Perhaps their attire wasn’t that inappropriate considering one of the speakers on the march was none other than the doyen of shocking fashion, Vivienne Westwood. Now shorn of her trade mark red hair (she shaved it all off to prostest against climate change), the old dame of punk fashion made a speech to the fashion zombies warning our future is doomed if we continue to frack.

Ms Westwood is herself trying to reduce her fashion empire’s carbon footprint and become all-round more sustainable. Now as ELN’s resident fashionista, I’ve always enjoyed colourful clothing and new styles. I used to write a fashion blog, have been to various shows and was once featured in a Nepali glossy mag but never did I think my two worlds would collide; energy and fashion?

But there I was, in the middle of this mad fashion parade to fight fracking!

With hundreds of “monstrous-looking” people coming from across the country, marching their way across London with a message they were passionate about, I thought there would be some kind of chaos – but I was pleasantly surprised at how peaceful it was. They might have looked like a freaks’ fashion parade but it was just their way of portraying their message.

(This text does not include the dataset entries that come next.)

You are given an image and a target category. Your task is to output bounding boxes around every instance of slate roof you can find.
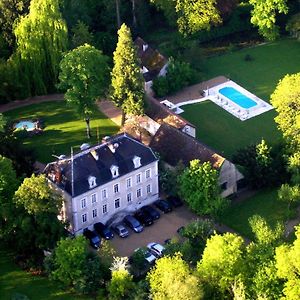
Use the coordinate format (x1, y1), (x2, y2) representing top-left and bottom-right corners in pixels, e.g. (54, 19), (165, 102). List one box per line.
(146, 95), (195, 129)
(134, 37), (168, 82)
(44, 133), (157, 197)
(150, 123), (225, 169)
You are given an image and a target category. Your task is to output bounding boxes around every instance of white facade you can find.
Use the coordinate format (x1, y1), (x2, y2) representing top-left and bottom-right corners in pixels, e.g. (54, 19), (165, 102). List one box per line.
(65, 161), (159, 234)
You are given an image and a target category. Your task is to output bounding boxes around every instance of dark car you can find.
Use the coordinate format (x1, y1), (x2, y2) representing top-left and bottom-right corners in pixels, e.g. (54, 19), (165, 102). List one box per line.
(154, 200), (172, 213)
(167, 196), (183, 207)
(113, 223), (129, 237)
(134, 210), (153, 226)
(83, 229), (101, 249)
(141, 205), (160, 220)
(124, 215), (144, 232)
(94, 222), (114, 240)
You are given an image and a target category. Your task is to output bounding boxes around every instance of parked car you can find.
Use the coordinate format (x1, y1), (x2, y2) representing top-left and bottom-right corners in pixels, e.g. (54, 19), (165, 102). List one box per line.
(94, 222), (114, 240)
(147, 243), (165, 257)
(83, 229), (101, 249)
(154, 200), (172, 213)
(167, 196), (183, 207)
(124, 215), (144, 232)
(134, 248), (156, 264)
(141, 205), (160, 220)
(113, 223), (129, 238)
(134, 210), (153, 226)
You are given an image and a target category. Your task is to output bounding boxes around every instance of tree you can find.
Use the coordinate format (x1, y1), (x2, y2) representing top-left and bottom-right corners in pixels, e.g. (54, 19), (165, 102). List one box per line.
(0, 0), (30, 46)
(249, 0), (288, 41)
(15, 174), (62, 215)
(275, 225), (300, 300)
(147, 253), (203, 300)
(175, 0), (222, 35)
(178, 159), (226, 215)
(58, 44), (109, 138)
(14, 0), (68, 95)
(197, 233), (245, 295)
(271, 73), (300, 153)
(108, 257), (134, 300)
(72, 21), (94, 48)
(110, 24), (144, 125)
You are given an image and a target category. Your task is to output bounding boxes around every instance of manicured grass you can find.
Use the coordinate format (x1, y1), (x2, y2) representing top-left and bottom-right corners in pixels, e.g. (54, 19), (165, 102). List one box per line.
(220, 189), (287, 239)
(182, 101), (280, 158)
(5, 101), (119, 163)
(203, 39), (300, 101)
(0, 244), (90, 300)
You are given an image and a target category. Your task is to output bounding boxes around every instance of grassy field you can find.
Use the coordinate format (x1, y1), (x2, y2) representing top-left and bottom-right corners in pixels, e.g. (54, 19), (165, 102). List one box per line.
(182, 101), (281, 158)
(5, 101), (119, 163)
(220, 189), (287, 239)
(203, 39), (300, 101)
(182, 39), (300, 158)
(0, 244), (89, 300)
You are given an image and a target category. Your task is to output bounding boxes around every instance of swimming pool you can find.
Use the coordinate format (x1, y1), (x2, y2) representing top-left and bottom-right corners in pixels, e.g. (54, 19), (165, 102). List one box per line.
(219, 87), (257, 109)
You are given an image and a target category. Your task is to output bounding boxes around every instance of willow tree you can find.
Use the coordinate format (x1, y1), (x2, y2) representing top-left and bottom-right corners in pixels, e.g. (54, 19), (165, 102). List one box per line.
(110, 24), (145, 124)
(14, 0), (68, 95)
(58, 44), (109, 138)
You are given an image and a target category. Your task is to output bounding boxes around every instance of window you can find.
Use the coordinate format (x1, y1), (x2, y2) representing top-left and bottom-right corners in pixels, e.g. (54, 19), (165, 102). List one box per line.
(126, 178), (131, 188)
(81, 198), (86, 208)
(92, 194), (97, 204)
(114, 183), (119, 194)
(101, 190), (107, 200)
(93, 208), (97, 218)
(136, 174), (141, 183)
(115, 199), (120, 209)
(127, 193), (132, 203)
(146, 184), (151, 194)
(81, 214), (87, 223)
(88, 176), (97, 189)
(146, 169), (151, 179)
(102, 204), (107, 214)
(132, 156), (141, 169)
(110, 166), (119, 178)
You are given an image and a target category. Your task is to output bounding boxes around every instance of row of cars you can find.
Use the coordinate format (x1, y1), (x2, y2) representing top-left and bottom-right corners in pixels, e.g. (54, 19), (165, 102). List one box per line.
(83, 197), (183, 249)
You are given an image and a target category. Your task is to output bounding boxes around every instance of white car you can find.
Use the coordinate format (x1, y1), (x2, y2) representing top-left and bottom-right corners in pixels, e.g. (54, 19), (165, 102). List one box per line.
(147, 243), (165, 257)
(134, 248), (156, 264)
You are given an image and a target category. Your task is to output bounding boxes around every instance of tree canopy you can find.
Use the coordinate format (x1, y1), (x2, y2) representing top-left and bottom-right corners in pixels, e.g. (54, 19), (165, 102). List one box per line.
(249, 0), (288, 41)
(58, 44), (109, 137)
(14, 0), (68, 95)
(110, 24), (144, 123)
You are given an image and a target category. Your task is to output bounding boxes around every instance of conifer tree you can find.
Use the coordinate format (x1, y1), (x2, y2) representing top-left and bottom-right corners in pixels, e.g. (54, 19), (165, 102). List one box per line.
(110, 24), (144, 124)
(14, 0), (68, 95)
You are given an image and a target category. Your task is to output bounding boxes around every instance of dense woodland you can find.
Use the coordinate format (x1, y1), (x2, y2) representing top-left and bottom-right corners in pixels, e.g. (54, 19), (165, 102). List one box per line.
(0, 0), (300, 300)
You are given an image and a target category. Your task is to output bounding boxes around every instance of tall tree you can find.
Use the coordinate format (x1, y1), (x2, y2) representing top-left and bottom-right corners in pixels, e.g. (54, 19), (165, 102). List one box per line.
(179, 159), (227, 216)
(249, 0), (288, 41)
(0, 0), (30, 46)
(14, 0), (68, 95)
(58, 44), (109, 138)
(271, 73), (300, 153)
(110, 24), (144, 124)
(148, 253), (203, 300)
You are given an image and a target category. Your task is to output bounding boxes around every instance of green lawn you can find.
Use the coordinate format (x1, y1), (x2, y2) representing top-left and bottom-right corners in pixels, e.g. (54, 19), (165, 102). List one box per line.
(0, 244), (89, 300)
(220, 189), (287, 239)
(182, 39), (300, 158)
(182, 101), (280, 159)
(5, 101), (119, 163)
(203, 39), (300, 101)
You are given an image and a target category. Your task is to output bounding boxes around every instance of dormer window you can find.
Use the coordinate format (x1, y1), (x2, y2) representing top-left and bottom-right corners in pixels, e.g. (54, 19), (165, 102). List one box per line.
(110, 166), (119, 178)
(88, 176), (97, 189)
(132, 156), (141, 169)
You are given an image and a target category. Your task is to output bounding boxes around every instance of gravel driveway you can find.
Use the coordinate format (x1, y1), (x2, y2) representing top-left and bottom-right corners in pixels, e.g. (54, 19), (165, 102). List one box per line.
(111, 205), (197, 256)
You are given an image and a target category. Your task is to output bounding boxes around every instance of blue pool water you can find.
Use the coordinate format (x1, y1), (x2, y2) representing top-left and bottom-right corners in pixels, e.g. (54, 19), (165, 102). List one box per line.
(219, 87), (257, 109)
(14, 121), (35, 131)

What I also realised is that fracking is really close to many people’s hearts; they are worried about their next generation – their children and grandchildren, that’s why there were so many mini-zombies there. ELN has covered anti-fracking protests for more than a year now and little of the passion against this energy source has dissipated after all these months.

This despite the government’s plans to move forward with it, offering “sweeteners” to local councils and incentives for the gas industry. This despite the repeated scientific reports saying the power source is safe.

Whether or not the reasons for the controversy surrounding fracking is based on sound facts or fiction – truths or myths – the fracking fashionistas won’t be packing up their protesting gear any time soon.